Failing node in a two-node cluster, I don´t find anything

m-electronics

Active Member
Jan 12, 2022
61
4
28
25
Hello to the proxmox community,

I looked at my logs because one host of a 2-node cluster (with external quorum device) is not reachable many times but not regular.
There I found this line of syslog (journalctl):
Code:
got unexpected replication job error - command '/usr/bin/ssh -e none -o 'BatchMode=yes' -o 'HostKeyAlias=dell' -o 'UserKnownHostsFile=/etc/pve/nodes/dell/ssh_known_hosts' -o 'GlobalKnownHostsFile=none' root@192.168.88.254 pvecm mtunnel -migration_network 192.168.34.10/25 -get_migration_ip' failed: exit code 255

Then I looked at other VMs and CTs and there it is working fine. What means the exit code 255? Is it a known problem / bug whatever?

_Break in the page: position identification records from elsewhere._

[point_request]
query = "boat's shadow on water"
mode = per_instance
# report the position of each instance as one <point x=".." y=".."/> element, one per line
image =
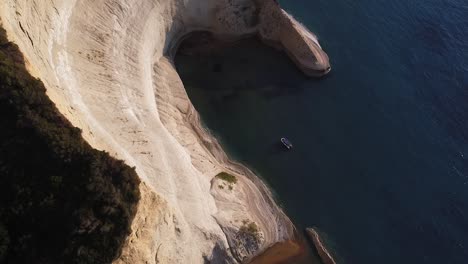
<point x="276" y="148"/>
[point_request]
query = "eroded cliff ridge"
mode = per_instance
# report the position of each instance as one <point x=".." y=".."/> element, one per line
<point x="107" y="65"/>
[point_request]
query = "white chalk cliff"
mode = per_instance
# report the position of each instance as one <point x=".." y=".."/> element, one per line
<point x="107" y="65"/>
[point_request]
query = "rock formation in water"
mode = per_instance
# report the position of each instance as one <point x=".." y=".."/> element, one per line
<point x="107" y="65"/>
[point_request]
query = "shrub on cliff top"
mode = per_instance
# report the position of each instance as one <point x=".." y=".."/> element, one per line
<point x="61" y="201"/>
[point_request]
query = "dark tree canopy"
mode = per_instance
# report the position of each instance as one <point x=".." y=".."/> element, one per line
<point x="61" y="201"/>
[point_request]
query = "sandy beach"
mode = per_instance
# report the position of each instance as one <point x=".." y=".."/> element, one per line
<point x="107" y="65"/>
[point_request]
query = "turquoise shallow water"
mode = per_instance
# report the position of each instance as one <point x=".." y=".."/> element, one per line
<point x="380" y="163"/>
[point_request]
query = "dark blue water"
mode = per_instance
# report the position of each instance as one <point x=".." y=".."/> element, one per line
<point x="380" y="163"/>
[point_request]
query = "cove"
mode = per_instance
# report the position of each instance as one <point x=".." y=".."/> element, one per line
<point x="380" y="159"/>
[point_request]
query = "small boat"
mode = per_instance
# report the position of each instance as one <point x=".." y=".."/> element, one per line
<point x="286" y="143"/>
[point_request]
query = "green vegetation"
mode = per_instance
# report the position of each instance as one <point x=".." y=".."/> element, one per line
<point x="61" y="201"/>
<point x="227" y="177"/>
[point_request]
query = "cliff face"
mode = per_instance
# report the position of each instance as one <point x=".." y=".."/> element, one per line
<point x="107" y="66"/>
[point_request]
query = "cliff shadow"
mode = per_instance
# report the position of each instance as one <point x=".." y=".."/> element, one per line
<point x="231" y="68"/>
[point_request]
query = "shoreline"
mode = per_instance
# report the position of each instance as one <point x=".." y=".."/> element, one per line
<point x="115" y="82"/>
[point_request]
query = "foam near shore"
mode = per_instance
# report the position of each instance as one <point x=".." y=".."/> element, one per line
<point x="107" y="67"/>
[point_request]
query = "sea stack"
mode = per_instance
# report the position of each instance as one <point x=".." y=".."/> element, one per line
<point x="108" y="67"/>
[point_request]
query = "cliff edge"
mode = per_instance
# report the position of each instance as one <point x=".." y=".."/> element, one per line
<point x="107" y="65"/>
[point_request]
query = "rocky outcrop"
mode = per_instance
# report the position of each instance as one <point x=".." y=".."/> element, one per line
<point x="107" y="66"/>
<point x="279" y="29"/>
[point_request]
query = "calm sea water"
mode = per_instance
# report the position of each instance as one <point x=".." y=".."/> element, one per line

I look forward that the community can help me here :)
Answers in German are also good

UPDATE: Maybe the replication errors was because I changed the sshd_config a few months ago to disable ssh-rsa. But there were old ssh-rsa host keys in the /etc/pve/nodes/<nodename>/ssh_known_hosts files...

But the source problem why I started the troubleshooting is that one node is failing again and again. There are no messages in the syslog I think are responsible for that. The memory is working properly, I had run memtest a few weeks ago where also an outage was before...

I hope you have another ideas :)
 
Last edited:
Hi,

to help yo further can you please provide the following:
  • Output of pveversion -v
  • Output of cat /etc/pve/corosync.conf (please redact any sensitive information like IPs or hostnames if needed)
  • Your task logs for the failed replication job: pvesh get /nodes/NODE/tasks --errors 1
  • Journal logs around the time the node lost connection. (also note to redact information you do not want to share)
Regarding disabling ssh-rsa: the old ssh-rsa host keys in /etc/pve/nodes/NODE/ssh_known_hosts would explain the replication errors. Running:

Code:
pvecm updatecerts --force
could fix further issues.


If there is still any problem with your ssh connection have a look at this from the other node and see if there is anything suspicious:
Code:
ssh -vvv -o 'BatchMode=yes' -o 'HostKeyAlias=dell ' -o 'UserKnownHostsFile=/etc/pve/nodes/dell/ssh_known_hosts' -o 'GlobalKnownHostsFile=none' root@192.168.88.254 echo ok

What exactly was the purpose of disabling rsa?